The effort was successful in creating a single trade area with a single market.  It was poised to make Europe a major world power alongside the U.S.   Then the demands of national sovereignty overwhelmed the promise of supranationalism.

Unlike a truly federal nation like the U.S., the EU required the unanimous vote of its then 28 members on many major issues.  Hungary, a small country, has tried to block decisions.  The U.K., preferring its sovereignty, Brexited from the EU.  No common foreign or defense policy could be agreed upon.   European unity was half done, leaving it far short of its original promise.

The U.N. and the EU, both common efforts to build working relations among nations and reduce the chances for renewed warfare, did not accomplish their purposes.  Instead, the world relies on military alliances whose strength might deter others from aggression and war.

NATO is the prime example.  Equipped with a unified military command and responsive above all to the U.S., its most powerful member, it served as a deterrent.  But it grew weaker as it became more successful.  Only after Russian aggression proved that NATO had let its guard down, did it renew itself.

In the Pacific region, China’s increasingly hostile moves have led to new military cooperation.  AUKUS joins Australia, the U.K. and the U.S. in a cooperative agreement. The Quad includes Australia, India, Japan and the U.S. in developing defenses against China. The U.S. also has defense agreements with Australia, Japan, the Philippines, South Korea, and Thailand.  

As peacemaking gave way to deterrence, Donald Trump’s administration was striking because it accepted neither.  He quit three U.N. agencies and the Paris agreement on the environment, threatened NATO and killed the deal slowing Iran’s nuclear weapons development.  His “America First” policy alienated potential allies.

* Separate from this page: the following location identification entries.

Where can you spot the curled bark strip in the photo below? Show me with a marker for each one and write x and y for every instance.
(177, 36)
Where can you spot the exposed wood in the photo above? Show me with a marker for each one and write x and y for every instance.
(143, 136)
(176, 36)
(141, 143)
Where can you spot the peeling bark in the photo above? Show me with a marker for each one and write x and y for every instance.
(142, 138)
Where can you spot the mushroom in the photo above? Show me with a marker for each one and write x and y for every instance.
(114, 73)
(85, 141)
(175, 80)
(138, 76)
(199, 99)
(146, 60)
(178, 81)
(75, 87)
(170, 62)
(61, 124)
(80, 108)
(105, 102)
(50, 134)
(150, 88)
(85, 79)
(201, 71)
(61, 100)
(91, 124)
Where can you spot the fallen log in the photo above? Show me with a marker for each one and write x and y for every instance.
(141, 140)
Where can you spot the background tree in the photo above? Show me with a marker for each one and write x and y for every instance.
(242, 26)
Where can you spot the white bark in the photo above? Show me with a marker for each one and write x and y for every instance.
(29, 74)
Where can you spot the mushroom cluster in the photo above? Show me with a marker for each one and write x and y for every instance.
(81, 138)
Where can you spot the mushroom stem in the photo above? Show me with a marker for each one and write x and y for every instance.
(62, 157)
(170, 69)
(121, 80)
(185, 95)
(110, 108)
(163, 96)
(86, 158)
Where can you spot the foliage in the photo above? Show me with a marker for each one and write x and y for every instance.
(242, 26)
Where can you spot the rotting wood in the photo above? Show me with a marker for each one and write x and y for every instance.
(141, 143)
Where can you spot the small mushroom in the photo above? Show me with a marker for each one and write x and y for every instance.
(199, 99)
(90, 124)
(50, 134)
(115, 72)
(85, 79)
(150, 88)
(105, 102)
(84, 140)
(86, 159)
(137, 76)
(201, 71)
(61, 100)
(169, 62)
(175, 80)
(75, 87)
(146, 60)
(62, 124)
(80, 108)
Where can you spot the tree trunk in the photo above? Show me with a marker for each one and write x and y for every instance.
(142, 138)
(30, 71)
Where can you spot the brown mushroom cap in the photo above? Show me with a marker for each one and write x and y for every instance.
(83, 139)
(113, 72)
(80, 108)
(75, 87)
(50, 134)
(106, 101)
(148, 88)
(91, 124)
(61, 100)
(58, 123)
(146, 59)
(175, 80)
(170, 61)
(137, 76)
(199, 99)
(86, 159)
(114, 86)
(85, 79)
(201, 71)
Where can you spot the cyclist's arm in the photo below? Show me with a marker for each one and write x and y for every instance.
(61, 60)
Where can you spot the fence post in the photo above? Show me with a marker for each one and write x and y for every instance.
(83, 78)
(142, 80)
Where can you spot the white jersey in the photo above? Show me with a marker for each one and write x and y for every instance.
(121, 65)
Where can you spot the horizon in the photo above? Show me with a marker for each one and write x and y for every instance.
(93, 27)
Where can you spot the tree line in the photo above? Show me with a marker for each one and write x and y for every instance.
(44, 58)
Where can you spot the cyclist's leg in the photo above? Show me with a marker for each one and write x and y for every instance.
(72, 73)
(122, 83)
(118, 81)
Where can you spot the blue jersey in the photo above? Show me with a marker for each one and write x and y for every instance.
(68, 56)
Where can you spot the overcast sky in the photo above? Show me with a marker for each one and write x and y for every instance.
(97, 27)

This isolationism was accompanied by his fawning over authoritarian leaders.   Did he appease such leaders in hopes that he could trade concessions to them for a period of peace?  Did he see agreeing with them as “the art of the deal,” recalling his days developing real estate?  Or did he merely enjoy being in a club with leaders who answer to nobody?

Whatever the reason, he clearly believes his superior personal ability to deal with Russia’s Putin, China’s Xi, North Korea’s Kim, Hungary’s Orban and even Israel’s Netanyahu is all that is required for a successful policy.  He now claims that he could solve major conflicts with such autocrats in a single day, though inevitably that would mean accepting their demands.

Trump’s policy is neither deterrence nor peacemaking.  It is disengagement, even in the face of aggressive actions by adversaries.  Pursuing this high-wire personal policy with any success would depend on the fading skills of an aging man.


Friday, October 11, 2024

Trumpism after Trump

 

Gordon L. Weil

We just got a look at what American politics could look like after Donald Trump.

Trump won’t always be at the center of the national debate.  He could lose the election, leaving him to focus on meeting his many legal challenges.  Or he could win, serve his term in office, and depart.  Or, given his age, death or disability could overtake him, allowing Vance to assume power.  But he will go.

Whatever his future, his role over the last nine years raises questions about the future of Trumpism without Trump. Will his policies survive?  Will the Republican Party be dominated by his partisans or will the traditional members he labeled RINOs – Republicans in Name Only – be able to restore their “compassionate conservatism.”

The performance of Ohio Sen. JD Vance in the vice-presidential debate provided useful hints about the post-Trump future, at least for the Republicans and likely for the political world.  Vance’s answers, while displaying the required loyalty to Trump, were notable for smoother packaging. They were important for what they omitted.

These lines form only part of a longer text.